As the day slipped away, Max burned with grief from the inside out. The pain was excruciating… crippling in its power. He couldn’t think or speak, he could only stare at the quiet, brooding man who’d stolen his heart.
He sat slumped with his head on his arms, hardly noticing the others coming and going. At some point a nurse forced him out to stretch his legs.
Numb, he made his way to the waiting area and took in the scene through hazy eyes: Dan was pacing the room and Carla stood mutinous at the window, her hunched shoulders warning off any approach. In the corner, Nick and Kim sat huddled together, united in Nick’s grief for a brother Max didn’t believe he deserved. His gaze fell on Hector and Anna, who sat in the corridor with their hands clutched, and his heart broke a little bit more. Their quiet, dignified pain was too much to bear.

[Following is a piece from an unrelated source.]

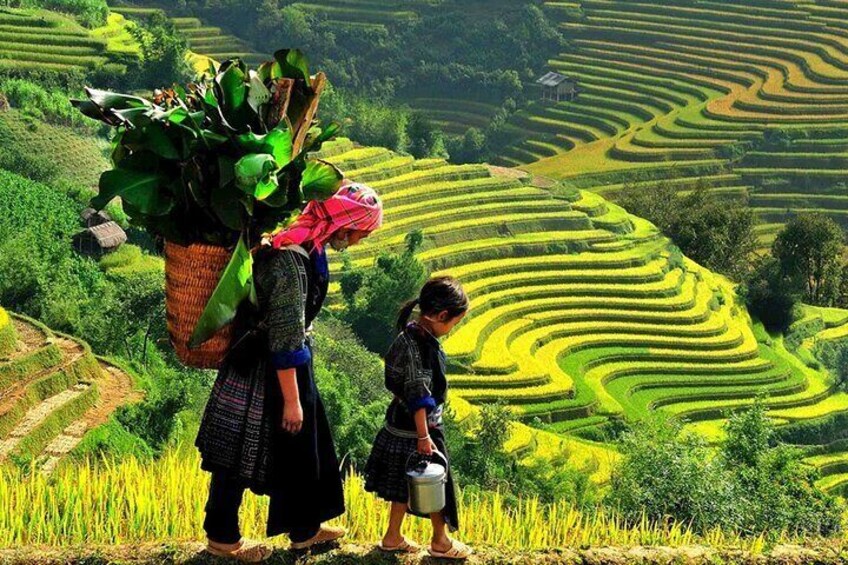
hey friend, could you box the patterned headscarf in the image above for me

Max retook his place at Jed’s side. He took his hand and traced the darkly inked skin of his forearm. It was a gesture Jed seemed to find soothing on the rare occasions he let his discomfort show.
“Where are his tags?”
Glenn’s voice startled him. It had been so long since either of them spoke. “His dog tags? Like yours?”
Glenn twisted the chain around his neck. “Yeah. Did they cut them off him?”
“I don’t think so. I’ve never seen him wearing them.”